Timwas tercengang melihat banyaknya pasokan bahan pokok dari Malaysia. Bahkan ayam dari Malaysia yang disebut warga setempat sebagai ayam merah pun mendominasi Pasar Mansalong.

Di saat pemantauan, ada pedagang yang memperkenalkan bawang hutan. Masyarakat di daerah itu menyebut bentudu. Ada juga yang menyebutnya tudu.

Bawang hutan atau bentudu berbentuk bulat seperti pinang yang sudah dikupas. Namun warnanya lebih kecoklatan.

Ini merupakan salah satu tanaman khas hutan di Kalimantan Utara. Tidak semua kawasan di Kaltara terdapat buah ini.

Tanaman ini tumbuh liar di hutan. Namun beberapa pedagang dan warga mengemukakan, tanaman ini hanya terdapat di Sebakung.

Pedang menjelaskan bahwa komoditas itu bukan buah, bukan pula sayuran. Bawang hutan merupakan tanaman berkhasiat.

Meski warnanya tidak menarik perhatian, kecoklatan dan ada serabutnya, namun isinya berkhasiat untuk mengobati darah tinggi dan kolesterol.

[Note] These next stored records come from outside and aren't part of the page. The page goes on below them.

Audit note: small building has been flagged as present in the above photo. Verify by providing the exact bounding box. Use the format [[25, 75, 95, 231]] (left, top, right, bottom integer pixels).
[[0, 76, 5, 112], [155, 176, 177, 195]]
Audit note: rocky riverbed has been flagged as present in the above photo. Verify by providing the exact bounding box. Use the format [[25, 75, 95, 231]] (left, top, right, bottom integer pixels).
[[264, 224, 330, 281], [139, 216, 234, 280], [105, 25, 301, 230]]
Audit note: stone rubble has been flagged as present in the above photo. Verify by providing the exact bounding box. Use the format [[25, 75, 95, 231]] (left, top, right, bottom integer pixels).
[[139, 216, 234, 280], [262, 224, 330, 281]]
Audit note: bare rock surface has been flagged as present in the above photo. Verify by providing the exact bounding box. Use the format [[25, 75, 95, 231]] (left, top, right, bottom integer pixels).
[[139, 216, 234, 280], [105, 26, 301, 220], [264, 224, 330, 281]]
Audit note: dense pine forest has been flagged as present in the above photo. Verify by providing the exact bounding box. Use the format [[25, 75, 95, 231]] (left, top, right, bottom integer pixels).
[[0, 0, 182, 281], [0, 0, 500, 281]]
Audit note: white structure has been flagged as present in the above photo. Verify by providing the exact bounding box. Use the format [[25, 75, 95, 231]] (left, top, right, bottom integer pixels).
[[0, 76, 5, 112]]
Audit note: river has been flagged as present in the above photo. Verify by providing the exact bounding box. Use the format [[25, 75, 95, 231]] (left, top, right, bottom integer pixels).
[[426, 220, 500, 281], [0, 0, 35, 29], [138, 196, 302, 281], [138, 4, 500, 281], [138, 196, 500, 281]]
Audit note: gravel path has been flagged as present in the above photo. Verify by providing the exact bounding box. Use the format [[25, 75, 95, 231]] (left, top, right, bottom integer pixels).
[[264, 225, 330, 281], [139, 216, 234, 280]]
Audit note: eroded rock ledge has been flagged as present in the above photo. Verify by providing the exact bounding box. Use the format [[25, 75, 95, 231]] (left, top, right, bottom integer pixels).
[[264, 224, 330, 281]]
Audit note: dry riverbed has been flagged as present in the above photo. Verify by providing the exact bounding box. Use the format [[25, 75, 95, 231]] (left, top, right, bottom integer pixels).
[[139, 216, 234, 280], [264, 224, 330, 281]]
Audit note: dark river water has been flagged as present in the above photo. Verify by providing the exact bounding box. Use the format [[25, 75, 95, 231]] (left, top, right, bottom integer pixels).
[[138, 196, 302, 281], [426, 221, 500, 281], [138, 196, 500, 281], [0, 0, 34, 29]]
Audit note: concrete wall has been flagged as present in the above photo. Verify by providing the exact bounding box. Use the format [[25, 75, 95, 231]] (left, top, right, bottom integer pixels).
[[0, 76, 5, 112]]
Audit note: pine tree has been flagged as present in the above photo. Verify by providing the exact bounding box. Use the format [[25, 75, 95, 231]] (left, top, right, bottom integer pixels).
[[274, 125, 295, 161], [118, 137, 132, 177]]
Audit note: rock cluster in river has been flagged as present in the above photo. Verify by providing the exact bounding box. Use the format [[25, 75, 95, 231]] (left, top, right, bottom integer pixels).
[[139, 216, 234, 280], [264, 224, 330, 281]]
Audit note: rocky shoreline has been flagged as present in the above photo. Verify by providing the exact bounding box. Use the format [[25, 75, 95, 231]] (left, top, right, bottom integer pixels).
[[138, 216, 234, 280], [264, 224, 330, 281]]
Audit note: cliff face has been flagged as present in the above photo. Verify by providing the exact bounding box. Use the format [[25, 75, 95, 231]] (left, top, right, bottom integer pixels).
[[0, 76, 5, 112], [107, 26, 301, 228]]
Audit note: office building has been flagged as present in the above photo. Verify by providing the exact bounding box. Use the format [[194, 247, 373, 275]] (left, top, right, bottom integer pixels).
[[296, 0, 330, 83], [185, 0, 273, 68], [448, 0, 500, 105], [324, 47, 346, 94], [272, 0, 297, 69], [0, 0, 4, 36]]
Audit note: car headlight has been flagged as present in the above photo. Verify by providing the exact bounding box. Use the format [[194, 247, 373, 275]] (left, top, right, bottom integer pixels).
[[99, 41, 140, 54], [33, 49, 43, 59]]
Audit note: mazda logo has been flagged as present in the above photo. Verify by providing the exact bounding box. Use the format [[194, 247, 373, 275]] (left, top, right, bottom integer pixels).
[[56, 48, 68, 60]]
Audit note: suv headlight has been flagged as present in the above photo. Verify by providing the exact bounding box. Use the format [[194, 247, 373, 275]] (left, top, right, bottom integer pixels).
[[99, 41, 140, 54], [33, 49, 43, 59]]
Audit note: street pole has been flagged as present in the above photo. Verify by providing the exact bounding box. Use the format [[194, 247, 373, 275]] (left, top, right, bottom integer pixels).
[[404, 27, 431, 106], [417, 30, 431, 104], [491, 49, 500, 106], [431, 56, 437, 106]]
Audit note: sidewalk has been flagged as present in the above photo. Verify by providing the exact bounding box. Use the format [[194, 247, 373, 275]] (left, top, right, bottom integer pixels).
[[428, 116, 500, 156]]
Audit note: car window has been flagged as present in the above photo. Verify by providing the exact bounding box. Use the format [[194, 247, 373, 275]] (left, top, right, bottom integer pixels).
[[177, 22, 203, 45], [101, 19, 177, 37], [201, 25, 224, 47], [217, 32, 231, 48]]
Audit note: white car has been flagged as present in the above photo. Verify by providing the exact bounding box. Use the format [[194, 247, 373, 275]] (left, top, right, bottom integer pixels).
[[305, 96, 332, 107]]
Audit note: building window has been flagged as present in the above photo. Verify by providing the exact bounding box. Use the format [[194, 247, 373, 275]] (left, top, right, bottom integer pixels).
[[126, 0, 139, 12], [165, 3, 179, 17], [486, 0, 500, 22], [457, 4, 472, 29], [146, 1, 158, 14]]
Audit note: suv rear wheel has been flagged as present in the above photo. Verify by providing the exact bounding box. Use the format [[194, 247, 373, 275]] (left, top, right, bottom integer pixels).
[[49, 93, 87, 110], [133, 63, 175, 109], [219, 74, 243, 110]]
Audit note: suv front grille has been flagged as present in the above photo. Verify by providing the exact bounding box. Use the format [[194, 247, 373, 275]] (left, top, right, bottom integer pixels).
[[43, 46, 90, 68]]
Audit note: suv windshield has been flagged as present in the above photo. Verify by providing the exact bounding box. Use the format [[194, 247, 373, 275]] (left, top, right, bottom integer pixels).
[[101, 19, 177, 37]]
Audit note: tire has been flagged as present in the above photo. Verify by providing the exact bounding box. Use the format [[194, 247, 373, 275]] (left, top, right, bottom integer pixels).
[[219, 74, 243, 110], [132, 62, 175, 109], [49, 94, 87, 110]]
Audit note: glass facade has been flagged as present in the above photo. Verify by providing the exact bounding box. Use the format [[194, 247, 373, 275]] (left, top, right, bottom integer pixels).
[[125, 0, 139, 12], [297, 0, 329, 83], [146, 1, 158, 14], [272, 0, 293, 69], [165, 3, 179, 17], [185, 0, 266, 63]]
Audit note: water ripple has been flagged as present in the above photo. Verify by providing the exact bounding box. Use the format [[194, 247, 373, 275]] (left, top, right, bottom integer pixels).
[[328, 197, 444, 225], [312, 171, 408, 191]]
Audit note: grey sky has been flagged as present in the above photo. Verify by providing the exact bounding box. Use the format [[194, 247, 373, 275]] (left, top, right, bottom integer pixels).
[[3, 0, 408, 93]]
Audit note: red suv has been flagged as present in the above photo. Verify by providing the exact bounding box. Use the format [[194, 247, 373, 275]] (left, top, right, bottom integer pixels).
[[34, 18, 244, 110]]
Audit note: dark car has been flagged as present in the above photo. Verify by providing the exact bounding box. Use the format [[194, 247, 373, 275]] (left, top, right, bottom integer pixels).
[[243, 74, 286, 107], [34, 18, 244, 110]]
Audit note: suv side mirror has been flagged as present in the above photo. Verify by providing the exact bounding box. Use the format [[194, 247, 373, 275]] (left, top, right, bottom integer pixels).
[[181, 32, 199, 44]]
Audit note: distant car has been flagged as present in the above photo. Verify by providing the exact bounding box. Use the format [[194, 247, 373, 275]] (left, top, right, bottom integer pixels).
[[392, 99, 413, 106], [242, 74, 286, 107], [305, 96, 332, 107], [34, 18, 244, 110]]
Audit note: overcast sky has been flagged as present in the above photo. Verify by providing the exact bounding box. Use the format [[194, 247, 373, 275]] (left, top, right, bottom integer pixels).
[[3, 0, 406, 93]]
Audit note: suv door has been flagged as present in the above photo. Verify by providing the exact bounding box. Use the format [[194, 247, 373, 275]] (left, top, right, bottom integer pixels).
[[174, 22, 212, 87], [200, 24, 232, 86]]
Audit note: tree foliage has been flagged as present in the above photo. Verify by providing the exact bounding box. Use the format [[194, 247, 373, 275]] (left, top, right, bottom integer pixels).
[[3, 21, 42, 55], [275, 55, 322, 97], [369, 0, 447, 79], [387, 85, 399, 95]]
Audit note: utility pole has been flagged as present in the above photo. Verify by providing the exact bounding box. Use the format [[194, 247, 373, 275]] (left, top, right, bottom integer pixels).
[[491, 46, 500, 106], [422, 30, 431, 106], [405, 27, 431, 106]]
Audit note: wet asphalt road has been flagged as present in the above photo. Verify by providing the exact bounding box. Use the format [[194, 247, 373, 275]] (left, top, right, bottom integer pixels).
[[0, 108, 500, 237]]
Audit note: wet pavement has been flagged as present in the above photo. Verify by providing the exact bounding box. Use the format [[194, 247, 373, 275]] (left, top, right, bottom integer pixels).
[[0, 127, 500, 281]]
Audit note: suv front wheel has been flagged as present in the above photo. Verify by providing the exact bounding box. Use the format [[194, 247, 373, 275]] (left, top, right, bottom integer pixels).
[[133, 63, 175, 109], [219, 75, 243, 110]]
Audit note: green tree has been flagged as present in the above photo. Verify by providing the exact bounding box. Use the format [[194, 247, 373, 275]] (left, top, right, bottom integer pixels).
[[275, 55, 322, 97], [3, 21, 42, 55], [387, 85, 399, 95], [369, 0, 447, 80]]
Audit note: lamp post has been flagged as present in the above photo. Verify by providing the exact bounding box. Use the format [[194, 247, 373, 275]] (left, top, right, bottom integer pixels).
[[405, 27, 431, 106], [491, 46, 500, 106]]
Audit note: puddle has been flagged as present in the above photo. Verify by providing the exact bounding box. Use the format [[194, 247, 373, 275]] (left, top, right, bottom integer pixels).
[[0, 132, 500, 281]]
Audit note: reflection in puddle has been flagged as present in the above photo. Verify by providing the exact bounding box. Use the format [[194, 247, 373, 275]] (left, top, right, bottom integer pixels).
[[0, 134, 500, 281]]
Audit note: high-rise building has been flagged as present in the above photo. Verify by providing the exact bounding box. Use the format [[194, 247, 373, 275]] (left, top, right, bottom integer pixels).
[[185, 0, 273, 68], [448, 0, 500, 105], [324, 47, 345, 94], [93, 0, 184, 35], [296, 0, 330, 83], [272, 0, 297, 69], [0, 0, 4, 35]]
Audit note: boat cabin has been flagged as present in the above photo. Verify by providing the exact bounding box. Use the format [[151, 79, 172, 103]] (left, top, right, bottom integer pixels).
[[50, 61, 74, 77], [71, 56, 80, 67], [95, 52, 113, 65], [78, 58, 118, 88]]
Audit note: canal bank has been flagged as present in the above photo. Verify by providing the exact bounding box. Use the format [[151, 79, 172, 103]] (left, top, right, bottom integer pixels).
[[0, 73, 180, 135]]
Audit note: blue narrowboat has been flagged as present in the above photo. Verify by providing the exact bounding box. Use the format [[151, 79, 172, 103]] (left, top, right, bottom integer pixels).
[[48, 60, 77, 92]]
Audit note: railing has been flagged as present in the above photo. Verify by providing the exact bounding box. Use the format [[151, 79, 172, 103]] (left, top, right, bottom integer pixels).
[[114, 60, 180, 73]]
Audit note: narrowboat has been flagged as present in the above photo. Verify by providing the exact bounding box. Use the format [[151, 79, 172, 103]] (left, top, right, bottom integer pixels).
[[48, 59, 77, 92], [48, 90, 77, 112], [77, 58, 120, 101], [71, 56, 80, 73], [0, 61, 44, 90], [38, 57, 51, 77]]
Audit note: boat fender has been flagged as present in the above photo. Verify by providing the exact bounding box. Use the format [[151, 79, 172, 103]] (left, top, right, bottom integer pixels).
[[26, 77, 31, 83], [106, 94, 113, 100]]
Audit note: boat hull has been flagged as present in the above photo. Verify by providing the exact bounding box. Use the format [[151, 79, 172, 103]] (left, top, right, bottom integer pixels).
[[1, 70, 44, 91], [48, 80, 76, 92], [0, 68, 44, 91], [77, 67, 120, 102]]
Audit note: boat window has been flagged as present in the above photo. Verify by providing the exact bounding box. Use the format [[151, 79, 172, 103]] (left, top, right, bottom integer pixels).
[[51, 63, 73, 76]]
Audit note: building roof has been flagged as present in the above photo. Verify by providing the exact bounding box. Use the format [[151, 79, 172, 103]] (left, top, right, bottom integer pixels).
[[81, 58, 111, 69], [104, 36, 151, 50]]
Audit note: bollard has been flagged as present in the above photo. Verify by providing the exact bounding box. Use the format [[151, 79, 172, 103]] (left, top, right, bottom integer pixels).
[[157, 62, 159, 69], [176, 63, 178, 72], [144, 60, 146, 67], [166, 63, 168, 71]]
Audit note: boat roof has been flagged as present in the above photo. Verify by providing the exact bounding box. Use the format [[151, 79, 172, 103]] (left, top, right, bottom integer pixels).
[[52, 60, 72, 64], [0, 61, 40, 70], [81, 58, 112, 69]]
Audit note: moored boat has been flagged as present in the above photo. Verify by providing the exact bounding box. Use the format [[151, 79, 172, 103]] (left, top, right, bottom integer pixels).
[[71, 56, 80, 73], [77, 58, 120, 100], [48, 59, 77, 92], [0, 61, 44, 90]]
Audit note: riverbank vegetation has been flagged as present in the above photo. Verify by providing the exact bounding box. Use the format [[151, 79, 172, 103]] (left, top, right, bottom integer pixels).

Dalamnya berwarna putih dan baunya seperti petai atau jengkol. Kalau digigit terasa renyah.

Warna setempat menjelaskan, buah itu berkhasiat dan bisa langsung dimakan mentah. Bisa juga dicampur ke sayuran tetapi tidak sampe terlalu matang.

Pedagang menjualnya Rp1.000 per biji. Beberapa anggota DPR membeli komoditas ini.